At BFI Southbank in April 2011
To mark the centennial year of the birth of highly regarded dramatist and screenwriter Terence Rattigan, BFI Southbank mounts the only celebratory season focusing on Rattigan’s output for film. Throughout April 2011 audiences will have the opportunity of seeing a selection of his varied screen output including Brighton Rock (1945),The Browning Version (1951) and The Prince and the Showgirl (1957). Rattigan expert and biographer Michael Darlow will, on April 13 also present an extended introduction to the screening of Journey Together (1945) and will investigate why film screenwriters are generally accorded less respect than theatrical dramatists.
From the 1940s until his death in 1977 Terence Rattigan was one of the most successful screenwriters in the world. He wrote more than 20 films and was twice nominated for an Oscar (for both Separate Tables (1958) and Breaking the Sound Barrier 1952).
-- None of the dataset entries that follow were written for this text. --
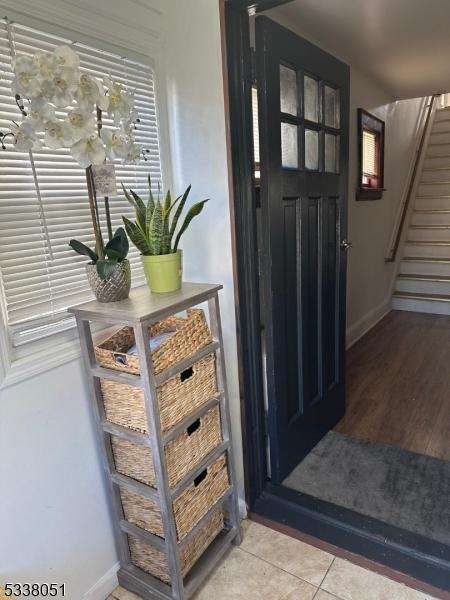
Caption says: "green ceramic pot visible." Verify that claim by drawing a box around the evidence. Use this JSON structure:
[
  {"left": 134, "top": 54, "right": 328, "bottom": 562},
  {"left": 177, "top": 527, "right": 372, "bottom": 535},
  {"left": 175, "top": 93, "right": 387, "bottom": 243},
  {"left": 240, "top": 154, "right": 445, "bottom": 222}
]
[{"left": 141, "top": 250, "right": 182, "bottom": 294}]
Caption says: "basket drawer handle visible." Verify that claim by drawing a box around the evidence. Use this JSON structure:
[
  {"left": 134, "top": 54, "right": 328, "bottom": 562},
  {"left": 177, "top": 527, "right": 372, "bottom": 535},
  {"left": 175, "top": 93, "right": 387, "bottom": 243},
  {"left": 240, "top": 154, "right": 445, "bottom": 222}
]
[
  {"left": 180, "top": 367, "right": 194, "bottom": 383},
  {"left": 113, "top": 354, "right": 128, "bottom": 367},
  {"left": 186, "top": 419, "right": 200, "bottom": 436},
  {"left": 194, "top": 469, "right": 208, "bottom": 487}
]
He wrote screen adaptations of his own stage plays, original screenplays and adaptations of work by others.
Throughout his career Rattigan’s film work alternated between projects which he found creatively exciting and those he regarded as well-paid chores and a means of sustaining his extravagant lifestyle. Rattigan ended an article he penned in 1950 by protesting at the extravagant critical respect accorded to film directors by reminding fellow screenwriters that ‘drama is inference, and inference drama’. He challenged them to ‘remember that the screenplay is the child not only of its mother, the silent film, but also of its father, the Drama; that it has affinities not only with Griffith and de Mille, but also with Sophocles, Shakespeare and Ibsen’.
Through this season BFI hopes to show that in their use of inference and dramatic understatement, Rattigan’s films remain every bit as true, moving and powerful as films made today. That, when so much that we see on our screens is over-obvious, overstated or simply empty, Rattigan’s words remain as pertinent as when he wrote them over 60 years ago.